Illustration courtesy of Samantha Dempsey

Illustrations/image courtesy of Samantha Dempsey

The summer I spent as an experimental illustrator at the Mayo Clinic Center for Innovation (CFI) in Rochester, Minnesota, followed none of the predictions I’d made about how a Rhode Island School of Design (RISD) student, science enthusiast and born-and-bred new Englander would spend her summer. First of all, I never expected to spend so much time around so much corn. Second, I never knew that the radical collaborations happening at the CFI could exist beyond my daydreams. The CFI is a multidisciplinary team of designers and healthcare providers who collaborate and ask difficult questions to revolutionize healthcare. For one summer, I had the opportunity to join this brilliant team and revolutionize my own understanding of design.

My Minnesotan adventure began when I was awarded a Maharam STEAM fellowship, which supports RISD students who propose a unique internship with a government agency or nonprofit organization to explore how art and design can effect change in policy and practice. As a senior in illustration at RISD, this fellowship was my key into a strange new world of social innovation.

With the support of my fellowship, I arrived at the CFI and began exploring. I started collaborating with the practice Redesign team, in which I created medical illustrations embedded in experimental education videos. I next worked with the Community Health Transformation team to develop a method of real-time doctor/patient conversation capture to facilitate shared understanding of primary care visits. In my third project, I completed a series of wordless comics illustrating patient stories that communicated an experimental Care Team approach. Next, I created an animation for the Center for Individualized Medicine to visually explain the complexity of exome sequencing, while still keeping the patient experience at the forefront of the conversation.

These collaborations altered my understanding of what it means to be a “designer,” but my final project allowed me to explore the unique value of an illustrator within a design community. Working closely with Lorna Ross, the inspirational design manager of the CFI, I proposed, designed and executed my own experiment based on two assumptions: 1) patient stories have value and 2) in order to reveal that value, we must collect these stories. I wanted to discover the aspects of patient life that normal methods of collecting data failed to reveal. Designers working in a data-driven environment like the Clinic are encouraged to present their findings in measurable terms. However, there are parts of the patient experience that can’t be quantified. How do you measure the difference between when a patient trusts her surgeon and when she doesn’t? I wanted to reveal the untapped, non-metric wealth of information within patient stories and give others a way to record it.

I began interviewing patients without an agenda, listening to whatever stories they wanted to tell. Once patients understood that there was someone who wanted to listen, their stories came pouring out. This free exploration revealed things which I would never have known to ask about.

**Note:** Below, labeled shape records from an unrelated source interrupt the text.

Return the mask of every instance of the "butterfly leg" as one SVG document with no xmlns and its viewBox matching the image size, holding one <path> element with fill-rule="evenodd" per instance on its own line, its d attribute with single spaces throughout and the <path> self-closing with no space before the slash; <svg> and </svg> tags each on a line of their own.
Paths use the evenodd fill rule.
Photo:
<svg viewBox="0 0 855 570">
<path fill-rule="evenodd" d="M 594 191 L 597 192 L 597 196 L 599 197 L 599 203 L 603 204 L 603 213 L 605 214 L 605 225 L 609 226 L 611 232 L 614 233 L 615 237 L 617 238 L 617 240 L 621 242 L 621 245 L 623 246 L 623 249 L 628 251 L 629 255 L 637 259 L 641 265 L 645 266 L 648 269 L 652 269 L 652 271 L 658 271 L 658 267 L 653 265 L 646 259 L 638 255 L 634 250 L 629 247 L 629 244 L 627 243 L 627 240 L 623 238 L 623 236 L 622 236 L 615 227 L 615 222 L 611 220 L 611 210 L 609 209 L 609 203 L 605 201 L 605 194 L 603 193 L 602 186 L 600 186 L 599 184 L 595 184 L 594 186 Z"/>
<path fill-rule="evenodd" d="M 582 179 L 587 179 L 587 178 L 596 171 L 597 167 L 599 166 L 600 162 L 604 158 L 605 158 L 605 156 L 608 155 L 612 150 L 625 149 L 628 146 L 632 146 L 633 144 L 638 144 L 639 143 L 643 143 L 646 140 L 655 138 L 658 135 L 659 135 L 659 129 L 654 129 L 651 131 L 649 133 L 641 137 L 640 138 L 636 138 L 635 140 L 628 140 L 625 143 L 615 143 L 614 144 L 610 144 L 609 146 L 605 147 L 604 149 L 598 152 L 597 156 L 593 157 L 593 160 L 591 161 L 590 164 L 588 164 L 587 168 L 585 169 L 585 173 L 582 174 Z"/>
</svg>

The process involved patients thinking, talking and drawing about their experiences in a new way. Most people store stories linearly and verbally. I needed to get them to think differently so we could avoid the same old, prepackaged narratives, which wouldn’t provide us with any new information. When patients began telling their narratives visually, they began to make new connections within old stories. Using visuals allowed one woman to reveal how her doctor’s judgment of her religious beliefs affected her ability to seek care. Both the patient and I learned something from this kind of retelling.

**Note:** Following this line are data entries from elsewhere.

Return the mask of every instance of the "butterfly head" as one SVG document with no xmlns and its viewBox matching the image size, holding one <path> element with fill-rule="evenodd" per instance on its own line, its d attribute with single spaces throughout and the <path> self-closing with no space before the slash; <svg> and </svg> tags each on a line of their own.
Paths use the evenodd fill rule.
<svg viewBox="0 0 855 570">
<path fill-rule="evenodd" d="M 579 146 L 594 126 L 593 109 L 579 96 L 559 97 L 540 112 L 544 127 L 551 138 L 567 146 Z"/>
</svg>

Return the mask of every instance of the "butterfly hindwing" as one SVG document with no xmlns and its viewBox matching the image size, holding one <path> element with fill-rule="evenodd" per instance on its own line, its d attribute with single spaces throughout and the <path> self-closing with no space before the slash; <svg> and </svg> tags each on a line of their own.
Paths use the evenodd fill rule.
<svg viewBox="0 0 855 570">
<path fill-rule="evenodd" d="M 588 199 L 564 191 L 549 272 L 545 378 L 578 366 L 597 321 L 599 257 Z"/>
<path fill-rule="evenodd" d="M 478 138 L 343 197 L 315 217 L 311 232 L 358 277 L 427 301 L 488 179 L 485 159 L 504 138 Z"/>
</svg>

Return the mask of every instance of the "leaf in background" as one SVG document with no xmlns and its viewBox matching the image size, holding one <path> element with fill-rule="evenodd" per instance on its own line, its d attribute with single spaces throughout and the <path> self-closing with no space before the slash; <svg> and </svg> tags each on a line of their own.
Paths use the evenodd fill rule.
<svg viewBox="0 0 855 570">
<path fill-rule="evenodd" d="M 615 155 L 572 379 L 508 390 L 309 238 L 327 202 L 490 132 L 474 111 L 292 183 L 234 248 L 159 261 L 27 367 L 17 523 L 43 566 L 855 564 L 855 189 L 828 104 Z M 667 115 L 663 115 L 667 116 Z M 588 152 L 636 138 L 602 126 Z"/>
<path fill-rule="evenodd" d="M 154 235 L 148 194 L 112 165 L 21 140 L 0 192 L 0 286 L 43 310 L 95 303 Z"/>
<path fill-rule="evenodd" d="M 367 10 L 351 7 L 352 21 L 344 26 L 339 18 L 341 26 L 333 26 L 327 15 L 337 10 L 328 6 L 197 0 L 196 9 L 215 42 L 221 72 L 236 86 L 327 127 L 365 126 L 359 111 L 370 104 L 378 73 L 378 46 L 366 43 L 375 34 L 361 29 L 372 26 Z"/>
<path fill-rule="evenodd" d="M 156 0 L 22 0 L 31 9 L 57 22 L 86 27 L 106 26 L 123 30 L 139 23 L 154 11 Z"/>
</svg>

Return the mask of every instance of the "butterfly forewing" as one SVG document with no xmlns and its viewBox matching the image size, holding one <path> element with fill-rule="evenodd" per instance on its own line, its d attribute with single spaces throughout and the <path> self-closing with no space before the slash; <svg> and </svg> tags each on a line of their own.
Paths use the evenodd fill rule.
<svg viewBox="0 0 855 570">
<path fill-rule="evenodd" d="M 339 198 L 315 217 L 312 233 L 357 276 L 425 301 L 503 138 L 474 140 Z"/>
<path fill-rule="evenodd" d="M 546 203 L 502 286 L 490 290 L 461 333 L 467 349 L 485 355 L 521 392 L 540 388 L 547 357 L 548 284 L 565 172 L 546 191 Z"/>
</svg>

My colleagues on the design team asked me to create kits that would allow other groups at Mayo to collect visual patient narratives. The kits combine placemat-like maps of the human body, concentric circles describing influence and word association charts on which patients draw directly. They also contain image dice, symbol cards, stickers and a how-to work- book. The CFI currently uses the kit to introduce design thinking to providers and allow resident designers to gather new kinds of patient data, and Mayo medical students also use the kit to comprehend the larger context of patient care. The Center for the Humanities in Medicine uses the kit to engage patients in therapeutic visual storytelling and create a library of patient stories to benefit future members of the clinic.

The Mayo Clinic Center for Innovation is something far bigger than any single designer, provider or illustrator. It’s a tangled web of active thinkers who ask questions that may not have answers. I’ve learned from them that design isn’t just part of the solution. Design changes how we see the problem.